Les prix des plats à la carte dans les restaurants gastronomiques sont souvent élevés en raison de l’utilisation d’ingrédients exclusifs. « Si vous combinez une entrée, un plat et un dessert, vous payez parfois plus cher que pour un menu à quatre plats. Cela pousse souvent les clients à opter pour un menu fixe », explique Matthieu de la Table d’Amis.

« C’est vrai, reconnaît Karel. « Mais c’est précisément l’idée. À la carte est un choix conscient où les prix sont transparents. Ce qui ne vous inspire pas, vous ne le choisissez pas. Il est donc logique que les clients réguliers commandent plus souvent à la carte, tandis que les nouveaux clients sont plus susceptibles se laisser surprendre par un menu.

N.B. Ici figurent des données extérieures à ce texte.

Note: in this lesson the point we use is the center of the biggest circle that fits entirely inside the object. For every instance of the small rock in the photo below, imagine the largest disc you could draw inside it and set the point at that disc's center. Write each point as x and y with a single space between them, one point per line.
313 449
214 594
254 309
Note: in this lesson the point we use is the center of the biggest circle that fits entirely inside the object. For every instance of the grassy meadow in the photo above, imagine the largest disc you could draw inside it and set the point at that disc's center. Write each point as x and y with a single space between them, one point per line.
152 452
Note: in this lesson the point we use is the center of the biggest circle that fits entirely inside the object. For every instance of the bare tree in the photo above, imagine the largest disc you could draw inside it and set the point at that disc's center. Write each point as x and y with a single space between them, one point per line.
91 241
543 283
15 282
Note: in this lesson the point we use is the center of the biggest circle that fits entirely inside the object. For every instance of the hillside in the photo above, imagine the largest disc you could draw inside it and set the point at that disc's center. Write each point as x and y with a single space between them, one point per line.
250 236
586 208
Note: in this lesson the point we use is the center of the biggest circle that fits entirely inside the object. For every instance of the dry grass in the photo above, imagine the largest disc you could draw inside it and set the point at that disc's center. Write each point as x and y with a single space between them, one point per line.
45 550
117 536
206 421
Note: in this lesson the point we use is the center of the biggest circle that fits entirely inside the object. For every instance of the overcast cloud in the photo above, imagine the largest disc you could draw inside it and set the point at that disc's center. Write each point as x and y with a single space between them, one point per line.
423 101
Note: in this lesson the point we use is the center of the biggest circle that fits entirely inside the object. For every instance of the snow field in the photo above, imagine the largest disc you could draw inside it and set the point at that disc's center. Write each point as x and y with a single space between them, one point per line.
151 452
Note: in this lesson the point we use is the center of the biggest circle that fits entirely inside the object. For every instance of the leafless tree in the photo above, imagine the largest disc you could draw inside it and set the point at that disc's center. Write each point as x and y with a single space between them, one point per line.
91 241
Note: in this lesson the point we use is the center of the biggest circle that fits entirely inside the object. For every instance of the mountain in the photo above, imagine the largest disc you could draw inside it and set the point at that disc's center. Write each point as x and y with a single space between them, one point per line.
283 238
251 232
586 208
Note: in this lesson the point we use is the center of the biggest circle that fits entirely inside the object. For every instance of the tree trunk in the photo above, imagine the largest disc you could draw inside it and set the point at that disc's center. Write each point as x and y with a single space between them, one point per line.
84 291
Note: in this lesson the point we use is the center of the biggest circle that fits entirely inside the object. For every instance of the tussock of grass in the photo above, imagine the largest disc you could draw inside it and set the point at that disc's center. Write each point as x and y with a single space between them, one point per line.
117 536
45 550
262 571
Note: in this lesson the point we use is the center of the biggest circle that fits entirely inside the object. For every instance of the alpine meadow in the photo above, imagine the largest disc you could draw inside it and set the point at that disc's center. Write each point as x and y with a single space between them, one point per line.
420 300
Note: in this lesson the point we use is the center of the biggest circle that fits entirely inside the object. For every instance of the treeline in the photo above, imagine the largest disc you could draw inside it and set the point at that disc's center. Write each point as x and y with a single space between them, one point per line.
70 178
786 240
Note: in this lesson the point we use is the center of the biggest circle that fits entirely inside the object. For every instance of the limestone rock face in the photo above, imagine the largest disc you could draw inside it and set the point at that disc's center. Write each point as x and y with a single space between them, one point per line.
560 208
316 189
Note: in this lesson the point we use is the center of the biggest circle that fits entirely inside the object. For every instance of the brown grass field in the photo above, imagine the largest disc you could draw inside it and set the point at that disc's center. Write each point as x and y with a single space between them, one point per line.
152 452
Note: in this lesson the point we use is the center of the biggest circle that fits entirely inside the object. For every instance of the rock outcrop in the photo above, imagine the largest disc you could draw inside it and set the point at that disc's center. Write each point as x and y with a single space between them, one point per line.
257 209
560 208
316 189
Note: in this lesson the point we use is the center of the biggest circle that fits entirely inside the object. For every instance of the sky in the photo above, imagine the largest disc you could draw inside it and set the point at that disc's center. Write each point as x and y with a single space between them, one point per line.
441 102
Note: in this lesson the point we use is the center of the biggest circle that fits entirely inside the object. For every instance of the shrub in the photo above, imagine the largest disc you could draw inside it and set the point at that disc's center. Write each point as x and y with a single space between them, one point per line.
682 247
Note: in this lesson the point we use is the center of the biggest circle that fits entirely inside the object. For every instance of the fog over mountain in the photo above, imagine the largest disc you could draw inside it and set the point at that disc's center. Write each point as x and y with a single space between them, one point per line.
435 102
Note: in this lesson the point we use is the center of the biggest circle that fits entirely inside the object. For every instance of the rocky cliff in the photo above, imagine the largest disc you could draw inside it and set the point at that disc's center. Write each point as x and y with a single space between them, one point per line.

Selon Harry de Zjalto, ce qui est vraiment inestimable, et souvent négligé, c’est le bonheur au travail du chef et de son équipe. « Le secteur Horeca reste un secteur où les longues heures sont la norme. C’est pourquoi se sentir bien au travail est extrêmement important. A la carte offre une certaine liberté créative qui permet de rompre avec la routine d’un menu fixe. »

Bien que Harry ne propose que des menus fixes, il trouve sa liberté créative en proposant un menu découverte. Comme les clients ne savent pas à l’avance ce qui leur sera servi, le chef dispose d’une plus grande marge de manœuvre et de créativité. « Nous avons notre propre potager et nous travaillons avec des fermes locales. Il m’arrive régulièrement d’adapter ou de remplacer un plat en fonction de la disponibilité des ingrédients. Je peux faire des ajustements subtils ou peaufiner les plats. C’est comme ça que je reste affûté en tant que chef », conclut Harry.